One of the joys of raising a child with a developmental disability is a tendency to latch onto and repeat random words or phrases that they hear from TV shows, movies, older siblings or from your-guess-is-as-good-as-mine. And this isn’t your typical favorite phrase, you will hear these words repeatedly for an extended period of time – we are talking months or years. Here’s a history of my son’s favorites, which he uses to express his anger or frustration. And that doesn’t happen often with a child with autism, right?
Our son started off strong with “stupid head.” It was a staple during his preschool years, thanks to his older sister. Teachers, classmates, parents and siblings earned the moniker for offenses that varied from asking him to do something he didn’t want to do, to transitioning him from one activity to another. We worked patiently with teachers and therapists to extinguish (special-needs speak for “stop”) and replace the behavior. After about two and a half years, we finally conquered “stupid head.”

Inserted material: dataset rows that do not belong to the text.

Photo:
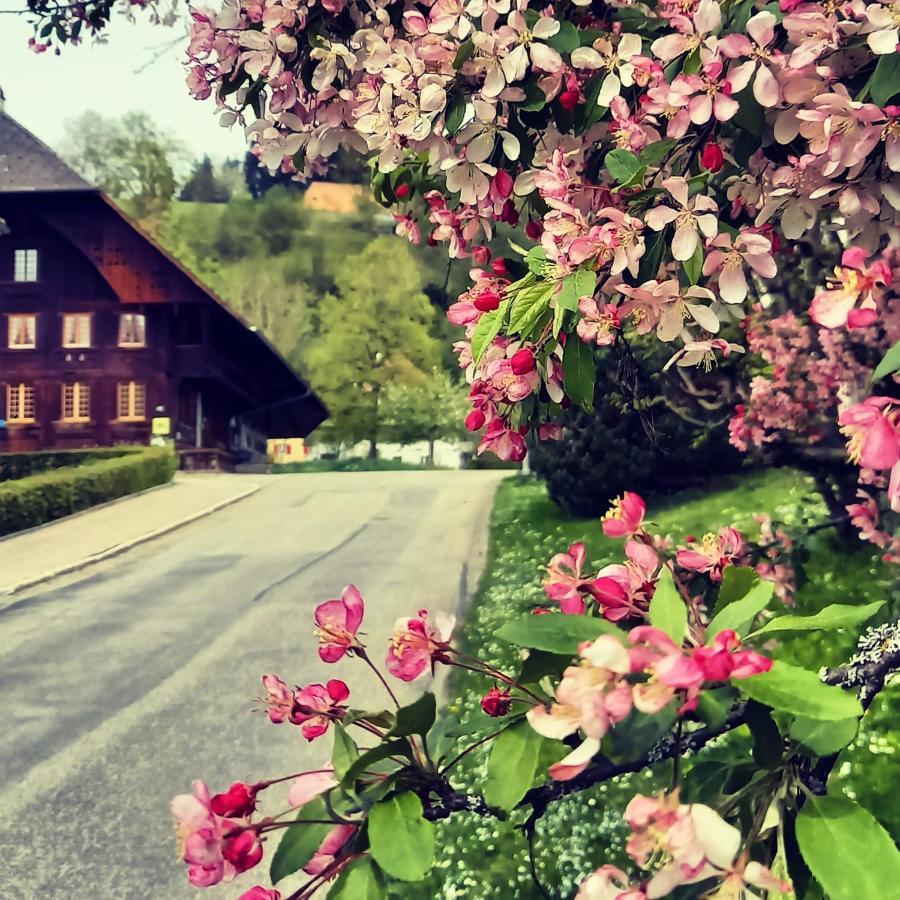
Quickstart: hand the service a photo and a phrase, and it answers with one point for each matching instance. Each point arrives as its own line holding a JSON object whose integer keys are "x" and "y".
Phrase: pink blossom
{"x": 317, "y": 705}
{"x": 854, "y": 283}
{"x": 713, "y": 554}
{"x": 419, "y": 642}
{"x": 330, "y": 848}
{"x": 625, "y": 518}
{"x": 694, "y": 216}
{"x": 338, "y": 622}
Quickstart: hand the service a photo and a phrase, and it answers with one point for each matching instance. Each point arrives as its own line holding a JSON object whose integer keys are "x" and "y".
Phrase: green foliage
{"x": 49, "y": 495}
{"x": 374, "y": 332}
{"x": 847, "y": 850}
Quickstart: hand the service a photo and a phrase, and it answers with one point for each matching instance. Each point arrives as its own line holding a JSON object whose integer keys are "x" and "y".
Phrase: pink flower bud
{"x": 522, "y": 361}
{"x": 534, "y": 230}
{"x": 481, "y": 254}
{"x": 711, "y": 157}
{"x": 569, "y": 99}
{"x": 496, "y": 702}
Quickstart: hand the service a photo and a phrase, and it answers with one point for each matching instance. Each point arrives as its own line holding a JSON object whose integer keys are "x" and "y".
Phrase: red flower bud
{"x": 487, "y": 300}
{"x": 522, "y": 361}
{"x": 239, "y": 800}
{"x": 569, "y": 100}
{"x": 481, "y": 255}
{"x": 534, "y": 230}
{"x": 496, "y": 702}
{"x": 711, "y": 157}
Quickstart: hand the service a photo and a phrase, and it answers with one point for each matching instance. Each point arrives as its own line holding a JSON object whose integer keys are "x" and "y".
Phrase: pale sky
{"x": 42, "y": 91}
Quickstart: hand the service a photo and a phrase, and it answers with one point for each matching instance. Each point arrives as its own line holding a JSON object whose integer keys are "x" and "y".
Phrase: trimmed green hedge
{"x": 49, "y": 495}
{"x": 21, "y": 465}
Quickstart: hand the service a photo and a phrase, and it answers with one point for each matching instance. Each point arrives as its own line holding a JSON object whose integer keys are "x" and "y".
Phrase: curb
{"x": 122, "y": 548}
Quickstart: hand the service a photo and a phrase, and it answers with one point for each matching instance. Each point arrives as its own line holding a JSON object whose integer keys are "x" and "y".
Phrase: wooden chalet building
{"x": 104, "y": 336}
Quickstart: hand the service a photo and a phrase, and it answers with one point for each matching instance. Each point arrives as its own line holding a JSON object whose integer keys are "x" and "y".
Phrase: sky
{"x": 42, "y": 91}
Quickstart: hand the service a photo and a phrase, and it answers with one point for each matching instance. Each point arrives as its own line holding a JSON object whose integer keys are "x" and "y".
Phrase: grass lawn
{"x": 482, "y": 859}
{"x": 362, "y": 464}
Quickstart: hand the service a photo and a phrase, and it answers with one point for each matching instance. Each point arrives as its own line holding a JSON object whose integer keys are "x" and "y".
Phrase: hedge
{"x": 21, "y": 465}
{"x": 49, "y": 495}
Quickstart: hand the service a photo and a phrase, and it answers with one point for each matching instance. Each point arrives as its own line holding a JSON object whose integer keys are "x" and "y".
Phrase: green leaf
{"x": 799, "y": 691}
{"x": 487, "y": 329}
{"x": 566, "y": 39}
{"x": 768, "y": 747}
{"x": 299, "y": 842}
{"x": 740, "y": 614}
{"x": 401, "y": 840}
{"x": 653, "y": 254}
{"x": 889, "y": 364}
{"x": 622, "y": 165}
{"x": 736, "y": 583}
{"x": 512, "y": 765}
{"x": 823, "y": 738}
{"x": 653, "y": 154}
{"x": 713, "y": 706}
{"x": 836, "y": 615}
{"x": 344, "y": 752}
{"x": 361, "y": 880}
{"x": 579, "y": 372}
{"x": 456, "y": 113}
{"x": 693, "y": 267}
{"x": 376, "y": 754}
{"x": 556, "y": 632}
{"x": 885, "y": 82}
{"x": 416, "y": 718}
{"x": 847, "y": 850}
{"x": 527, "y": 307}
{"x": 465, "y": 52}
{"x": 667, "y": 609}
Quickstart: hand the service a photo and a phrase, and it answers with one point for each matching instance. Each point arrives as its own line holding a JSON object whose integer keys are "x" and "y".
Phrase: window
{"x": 23, "y": 332}
{"x": 25, "y": 265}
{"x": 131, "y": 401}
{"x": 76, "y": 402}
{"x": 20, "y": 403}
{"x": 132, "y": 330}
{"x": 77, "y": 330}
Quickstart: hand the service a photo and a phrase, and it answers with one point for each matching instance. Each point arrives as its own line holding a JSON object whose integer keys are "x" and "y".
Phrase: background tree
{"x": 203, "y": 185}
{"x": 374, "y": 332}
{"x": 430, "y": 410}
{"x": 128, "y": 158}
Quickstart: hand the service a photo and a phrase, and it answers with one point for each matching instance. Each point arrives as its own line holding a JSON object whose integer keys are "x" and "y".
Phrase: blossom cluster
{"x": 657, "y": 159}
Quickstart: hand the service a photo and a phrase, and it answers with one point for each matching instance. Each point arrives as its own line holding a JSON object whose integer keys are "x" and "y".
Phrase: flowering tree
{"x": 657, "y": 155}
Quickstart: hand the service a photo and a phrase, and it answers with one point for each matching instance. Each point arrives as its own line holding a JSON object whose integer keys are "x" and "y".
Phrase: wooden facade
{"x": 101, "y": 332}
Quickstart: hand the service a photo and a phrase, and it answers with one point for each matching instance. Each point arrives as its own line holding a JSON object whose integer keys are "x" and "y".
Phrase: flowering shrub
{"x": 645, "y": 660}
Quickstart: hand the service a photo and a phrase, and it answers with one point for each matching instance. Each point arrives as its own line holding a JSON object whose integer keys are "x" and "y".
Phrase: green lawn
{"x": 484, "y": 859}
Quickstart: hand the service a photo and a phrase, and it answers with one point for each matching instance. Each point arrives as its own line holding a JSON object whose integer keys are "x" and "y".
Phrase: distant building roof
{"x": 27, "y": 164}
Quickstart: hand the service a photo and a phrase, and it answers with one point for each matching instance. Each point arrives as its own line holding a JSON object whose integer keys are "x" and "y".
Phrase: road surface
{"x": 123, "y": 682}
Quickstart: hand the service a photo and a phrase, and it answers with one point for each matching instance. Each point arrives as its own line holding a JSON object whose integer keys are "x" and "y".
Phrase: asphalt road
{"x": 122, "y": 683}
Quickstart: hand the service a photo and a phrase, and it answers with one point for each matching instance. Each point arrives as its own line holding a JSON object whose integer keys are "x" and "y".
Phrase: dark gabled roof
{"x": 27, "y": 164}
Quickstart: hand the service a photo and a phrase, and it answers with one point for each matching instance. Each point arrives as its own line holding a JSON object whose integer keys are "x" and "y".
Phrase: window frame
{"x": 133, "y": 344}
{"x": 132, "y": 388}
{"x": 11, "y": 319}
{"x": 90, "y": 328}
{"x": 25, "y": 268}
{"x": 20, "y": 390}
{"x": 78, "y": 389}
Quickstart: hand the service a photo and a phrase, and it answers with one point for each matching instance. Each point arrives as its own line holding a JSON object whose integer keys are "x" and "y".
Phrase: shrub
{"x": 21, "y": 465}
{"x": 49, "y": 495}
{"x": 614, "y": 449}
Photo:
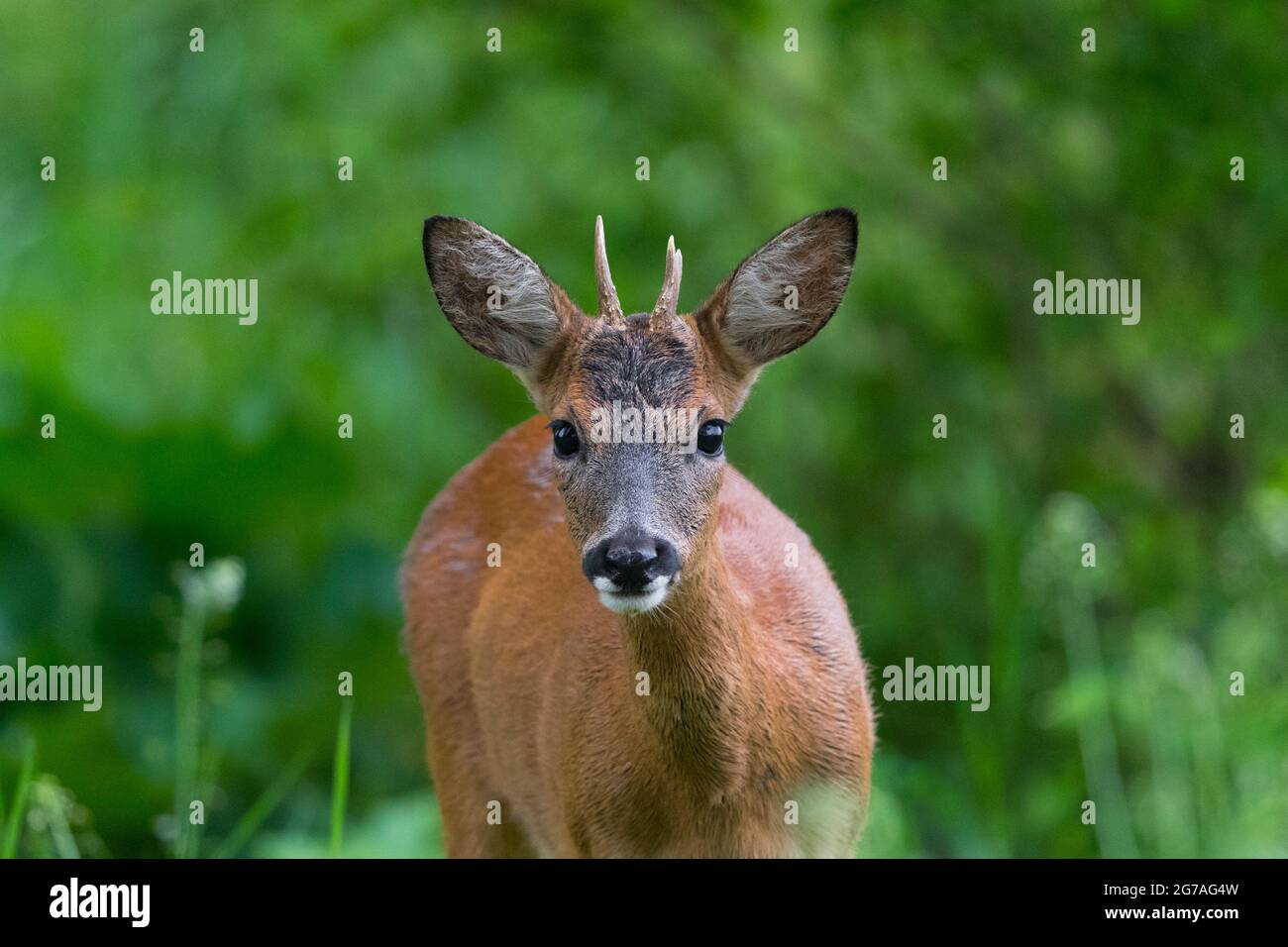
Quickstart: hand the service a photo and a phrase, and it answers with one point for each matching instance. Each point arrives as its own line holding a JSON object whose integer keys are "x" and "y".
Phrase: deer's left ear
{"x": 786, "y": 291}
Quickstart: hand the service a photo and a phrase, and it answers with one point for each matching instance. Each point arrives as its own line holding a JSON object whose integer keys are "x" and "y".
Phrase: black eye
{"x": 566, "y": 438}
{"x": 711, "y": 438}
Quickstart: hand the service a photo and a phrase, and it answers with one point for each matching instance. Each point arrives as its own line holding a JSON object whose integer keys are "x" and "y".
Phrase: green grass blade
{"x": 187, "y": 698}
{"x": 340, "y": 780}
{"x": 263, "y": 806}
{"x": 13, "y": 826}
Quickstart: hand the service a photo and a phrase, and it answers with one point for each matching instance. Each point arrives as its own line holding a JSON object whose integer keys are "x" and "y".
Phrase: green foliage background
{"x": 1108, "y": 684}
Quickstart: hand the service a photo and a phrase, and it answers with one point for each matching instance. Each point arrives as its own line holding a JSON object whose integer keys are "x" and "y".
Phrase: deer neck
{"x": 697, "y": 652}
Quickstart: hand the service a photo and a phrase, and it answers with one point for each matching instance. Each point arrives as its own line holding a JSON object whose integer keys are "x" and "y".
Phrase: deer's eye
{"x": 566, "y": 438}
{"x": 711, "y": 438}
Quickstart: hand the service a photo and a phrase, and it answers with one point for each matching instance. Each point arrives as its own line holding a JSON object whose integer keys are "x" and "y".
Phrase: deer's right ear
{"x": 498, "y": 300}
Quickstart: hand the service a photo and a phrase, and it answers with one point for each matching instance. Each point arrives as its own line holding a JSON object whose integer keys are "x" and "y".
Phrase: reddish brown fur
{"x": 758, "y": 692}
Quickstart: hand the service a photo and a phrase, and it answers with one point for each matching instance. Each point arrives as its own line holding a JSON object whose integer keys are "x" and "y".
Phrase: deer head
{"x": 640, "y": 402}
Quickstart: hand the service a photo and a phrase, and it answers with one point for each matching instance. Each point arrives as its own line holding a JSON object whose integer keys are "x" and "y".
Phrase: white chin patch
{"x": 627, "y": 603}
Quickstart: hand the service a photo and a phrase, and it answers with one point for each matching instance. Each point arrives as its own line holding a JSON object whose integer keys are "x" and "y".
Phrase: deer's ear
{"x": 498, "y": 300}
{"x": 786, "y": 291}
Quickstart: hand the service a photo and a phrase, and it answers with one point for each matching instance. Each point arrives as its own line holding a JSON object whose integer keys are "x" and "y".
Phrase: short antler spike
{"x": 609, "y": 305}
{"x": 670, "y": 294}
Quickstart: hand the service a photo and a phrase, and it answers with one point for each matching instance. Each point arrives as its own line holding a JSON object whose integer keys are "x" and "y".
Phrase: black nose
{"x": 631, "y": 560}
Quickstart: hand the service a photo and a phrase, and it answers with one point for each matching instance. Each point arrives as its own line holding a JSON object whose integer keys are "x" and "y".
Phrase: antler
{"x": 670, "y": 294}
{"x": 609, "y": 305}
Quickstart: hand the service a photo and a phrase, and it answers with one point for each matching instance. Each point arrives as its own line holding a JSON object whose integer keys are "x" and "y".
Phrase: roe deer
{"x": 702, "y": 693}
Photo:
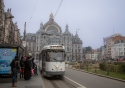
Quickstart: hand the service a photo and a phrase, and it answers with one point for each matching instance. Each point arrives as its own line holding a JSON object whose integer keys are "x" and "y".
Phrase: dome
{"x": 66, "y": 31}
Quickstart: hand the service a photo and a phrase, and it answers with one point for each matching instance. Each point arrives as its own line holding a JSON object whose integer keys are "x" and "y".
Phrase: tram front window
{"x": 56, "y": 56}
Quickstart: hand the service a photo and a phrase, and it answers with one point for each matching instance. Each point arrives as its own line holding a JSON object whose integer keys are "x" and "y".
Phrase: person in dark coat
{"x": 14, "y": 68}
{"x": 22, "y": 67}
{"x": 27, "y": 69}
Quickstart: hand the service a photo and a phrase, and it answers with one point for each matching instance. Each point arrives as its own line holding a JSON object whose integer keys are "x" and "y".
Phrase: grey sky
{"x": 95, "y": 18}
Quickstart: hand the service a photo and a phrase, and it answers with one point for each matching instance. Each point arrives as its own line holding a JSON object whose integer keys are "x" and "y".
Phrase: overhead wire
{"x": 32, "y": 13}
{"x": 58, "y": 8}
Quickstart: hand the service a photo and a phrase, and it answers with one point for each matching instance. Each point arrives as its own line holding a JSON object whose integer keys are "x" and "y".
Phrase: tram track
{"x": 56, "y": 84}
{"x": 68, "y": 83}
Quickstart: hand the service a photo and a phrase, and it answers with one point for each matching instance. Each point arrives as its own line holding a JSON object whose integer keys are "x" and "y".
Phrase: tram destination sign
{"x": 56, "y": 47}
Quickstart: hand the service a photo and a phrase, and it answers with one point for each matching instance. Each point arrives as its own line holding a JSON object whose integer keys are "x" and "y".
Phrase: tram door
{"x": 43, "y": 61}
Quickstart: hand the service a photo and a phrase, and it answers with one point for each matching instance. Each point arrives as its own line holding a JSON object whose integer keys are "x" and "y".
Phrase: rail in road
{"x": 56, "y": 85}
{"x": 60, "y": 82}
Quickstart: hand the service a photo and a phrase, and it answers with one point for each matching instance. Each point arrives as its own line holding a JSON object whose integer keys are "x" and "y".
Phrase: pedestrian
{"x": 14, "y": 69}
{"x": 22, "y": 67}
{"x": 27, "y": 69}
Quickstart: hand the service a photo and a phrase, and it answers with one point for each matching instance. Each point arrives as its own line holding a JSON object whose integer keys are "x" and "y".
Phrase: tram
{"x": 52, "y": 60}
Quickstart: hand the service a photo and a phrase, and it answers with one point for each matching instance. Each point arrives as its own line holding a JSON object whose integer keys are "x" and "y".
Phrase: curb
{"x": 98, "y": 74}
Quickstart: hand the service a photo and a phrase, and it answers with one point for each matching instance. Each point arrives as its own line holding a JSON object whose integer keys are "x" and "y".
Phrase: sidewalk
{"x": 97, "y": 74}
{"x": 34, "y": 82}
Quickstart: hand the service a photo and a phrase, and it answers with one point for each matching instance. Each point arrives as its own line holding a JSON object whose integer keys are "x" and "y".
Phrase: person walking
{"x": 14, "y": 69}
{"x": 22, "y": 67}
{"x": 27, "y": 69}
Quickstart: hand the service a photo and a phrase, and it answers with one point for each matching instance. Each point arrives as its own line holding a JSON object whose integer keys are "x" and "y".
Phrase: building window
{"x": 67, "y": 48}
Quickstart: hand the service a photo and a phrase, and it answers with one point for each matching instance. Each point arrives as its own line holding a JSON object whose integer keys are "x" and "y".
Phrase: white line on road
{"x": 75, "y": 82}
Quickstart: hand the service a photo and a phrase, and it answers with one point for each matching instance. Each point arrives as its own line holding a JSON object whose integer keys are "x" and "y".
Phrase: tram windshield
{"x": 56, "y": 56}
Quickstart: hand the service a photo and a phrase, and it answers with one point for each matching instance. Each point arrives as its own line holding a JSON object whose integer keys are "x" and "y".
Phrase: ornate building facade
{"x": 9, "y": 32}
{"x": 50, "y": 34}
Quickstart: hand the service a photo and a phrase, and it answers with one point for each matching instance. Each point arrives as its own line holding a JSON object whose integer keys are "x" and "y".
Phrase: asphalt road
{"x": 92, "y": 81}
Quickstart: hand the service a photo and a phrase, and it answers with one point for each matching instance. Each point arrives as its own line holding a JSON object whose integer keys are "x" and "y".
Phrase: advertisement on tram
{"x": 6, "y": 56}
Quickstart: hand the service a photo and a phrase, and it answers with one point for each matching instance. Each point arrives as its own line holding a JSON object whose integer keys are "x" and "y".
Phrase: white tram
{"x": 52, "y": 60}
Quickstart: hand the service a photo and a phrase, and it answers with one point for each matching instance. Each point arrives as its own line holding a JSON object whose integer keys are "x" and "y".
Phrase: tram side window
{"x": 44, "y": 55}
{"x": 48, "y": 56}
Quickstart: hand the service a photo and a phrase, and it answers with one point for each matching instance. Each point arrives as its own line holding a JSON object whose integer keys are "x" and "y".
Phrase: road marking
{"x": 75, "y": 82}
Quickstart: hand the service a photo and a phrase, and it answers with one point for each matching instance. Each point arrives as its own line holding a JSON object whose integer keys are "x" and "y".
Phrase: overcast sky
{"x": 96, "y": 19}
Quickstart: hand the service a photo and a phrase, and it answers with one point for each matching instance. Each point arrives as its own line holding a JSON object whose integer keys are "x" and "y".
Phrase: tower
{"x": 24, "y": 32}
{"x": 1, "y": 20}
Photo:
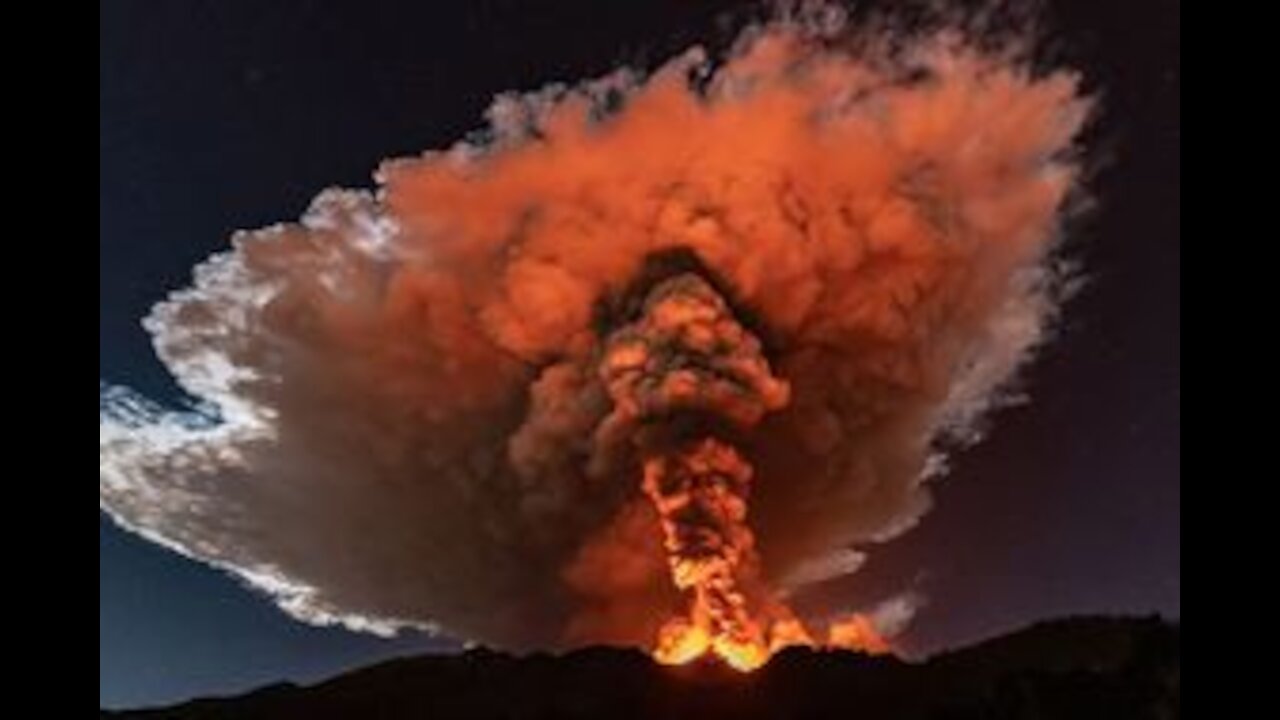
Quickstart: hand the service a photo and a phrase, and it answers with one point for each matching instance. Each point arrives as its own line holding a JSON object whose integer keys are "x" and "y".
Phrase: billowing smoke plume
{"x": 429, "y": 406}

He then transitioned to calling people “furball,” courtesy of a Berenstain Bears episode. At least this one was somewhat benign, but after a couple years living with “furball,” even an f-bomb starts to feel like a better option. Again, patient, repetitive coaching from teachers and therapists over two years helped to break the habit.
Next, our son moved on to “Iniot.” He has one of those adorable kid accents where they trade syllables for each other, in this case “N” for “D.” Yep, that’s right, he was really saying “idiot.” Lovely. At least, his pronunciation created some room for interpretation. “What’s he calling me, an Indian?” asked one puzzled teacher. “Yes,” I said. Fortunately, “iniot” only lasted a year.
Witch, You’re Fired, Etc.
We’ve made some progress recently. Rather than one phrase, my son now has a variety of options that he plucks out of his garden of inappropriate phrases, depending on his mood. One – courtesy of every Disney princess movie – is “witch,” which unfortunately sometimes sounds like he’s swapping “B” for “W” (this time the cute kid accent didn’t work in our favor).
Like a mini-Donald Trump, he also likes to tell therapists and teachers, “You’re fired!” Although what every person who works with him really deserves is a promotion and a raise.
We know we’re not alone. Every year, we attend a family camp for families who have children with developmental disabilities. Two years ago a friend came with her two daughters, one of whom has Down Syndrome. The moms gathered in a cabin at night to chat and commiserate over a contraband bottle of wine. Almost every sentence my friend’s daughter uttered included the phrase, “Prove it!” Two years later I saw my friend and her girls at a special needs family picnic. Not long into the conversation her daughter chimed in, “Prove it!” Her mom and I looked at each other. Her weary expression was a reflection of my own.